DISCLAIMER: This article was originally posted on Odyssey.

 

Learning one’s own ancestry can be like a story being told, a real-life Silmarillion, a Dunsanian dream-cosmos that involves an industrious line of immigrants, soldiers, strangers, outsiders, and possible nobility. I looked at this lineage through my maternal side, now I want to look at it through my father’s side.

I remember my dad telling me one time that my great-grandfather was an Irish captain who married a Cherokee woman who was known for making pottery with her long fingers. Of course, I knew that it was bupkis even before finding out the real truth, but it does reflect what many Americans have been told. People have the tendency to exaggerate their lineage especially if they are ignorant of it. As Sandor Clegane would say: “Most families claim some great ancestor so far back that nobody can prove them liars.” Often, royalty make claims of descent if it benefits their own standing, which was done throughout history. In the case of the Merovingians who were a royal family in the early Middle Ages, they claimed descent from a queen who was bathing one day and then she was impregnated by a quinotaur, which was a bovine sea creature. The Chronicler Fredegar went in a less abstract position but made the claim that they were really descended from King Priam and his band of refugees of the Trojan War.

However, when they cannot “a round, unvarnished tale deliver” (as Othello would say), people who have genuine intentions would simply shrug concerning the real truth of their family’s history which they may not actually know. Their intentions may not be cynical, rather they just want to have a tapestried story of their lineage. I will not lie, since I did have exaggerated expectations as to what ancestry I had. I speculated whether I was largely Irish but also part Native American, Jewish, or Italian, if my ancestors came to America during the Potato Famine, or even related to the Clan Scott in Scotland.

I have discovered that none of these were true, though it does not make me disappointed, since now I am curious about how life was like in Northern Ireland that caused my ancestor to leave and come to America. It reminds me of when George R. R. Martin found out that he was not actually 1/4 Italian but 1/4 Jewish, he had more unanswered questions than answers and he even stated to Henry Louis Gates that he wanted to write a story about his family.

Indeed, I can definitely say that there are plenty of gaps within the research conducted by a freelance genealogist I paid to uncover this information, which are where I would want to fill in. Considering how my father was always fascinated by pirates and would always take us on vacation to the Florida Keys, and how my father’s mother’s side consisted of a line of fishermen, was there a connection? Did my father’s fascination with the sea come from his mother?

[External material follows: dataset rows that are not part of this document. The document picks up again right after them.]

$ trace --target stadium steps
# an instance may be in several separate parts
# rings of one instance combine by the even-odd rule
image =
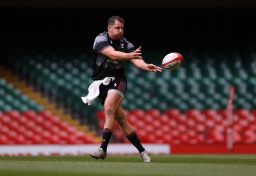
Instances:
[[[66,114],[61,108],[57,108],[54,104],[49,102],[47,97],[43,97],[38,92],[35,92],[32,87],[28,86],[26,82],[22,81],[18,76],[0,64],[0,76],[9,83],[12,83],[14,87],[19,89],[20,92],[34,100],[37,104],[44,106],[45,109],[50,110],[53,114],[58,115],[61,120],[67,121],[69,125],[76,126],[78,130],[85,131],[86,134],[93,136],[96,140],[101,140],[101,137],[96,136],[96,132],[88,129],[86,125],[81,125],[79,120],[72,119],[70,115]]]

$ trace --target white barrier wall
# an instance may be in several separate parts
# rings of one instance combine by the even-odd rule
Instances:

Since my paternal line originally immigrated from County Tyrone, which is located in Northern Ireland, and since there are plenty of Scottish surnames like “Scott” (obviously), “Miller,” and “Rankin” and English surnames like “Newman,” “Derby,” Smith,” and “Ward,” it completely alters how I look at my Irishness. Although I was told that I was Irish on my father’s side, it was never made clear where exactly in Ireland it is. I have always thought it was in Ireland proper, though now it would appear that I am more Scottish and English than I originally thought. I always thought that I had some degree of Scottish ancestry due to my “Scott” surname, though now this revelation sheds light on that degree.

The problem that I may have had was focusing on the word “nationality” within the context of not just “belonging to a nation” but also “belonging to an ethnicity” like when people say “What nationality are you?” and you list off the nations from where you claim descent. In some ways I was doing that, not out of any strong transnational conviction but out of a general idea cartography, though this insight proves that humans are more mobile than they are actually perceived as being.

Though even if I was part Native American, I know that it would not help if I told people about it; especially not Native Americans since I have never lived in a reservation so I do not comprehend the grievous living conditions that Native Americans have to go through in modern America. This is why Native Americans were upset about Elizabeth Warren’s claim of Cherokee ancestry even after it was proven true.

I will tell you that the discoveries you may uncover may not be as exotic as you expected. You might not be descended from Native Americans or Charlemagne, but you will find details that will surprise you.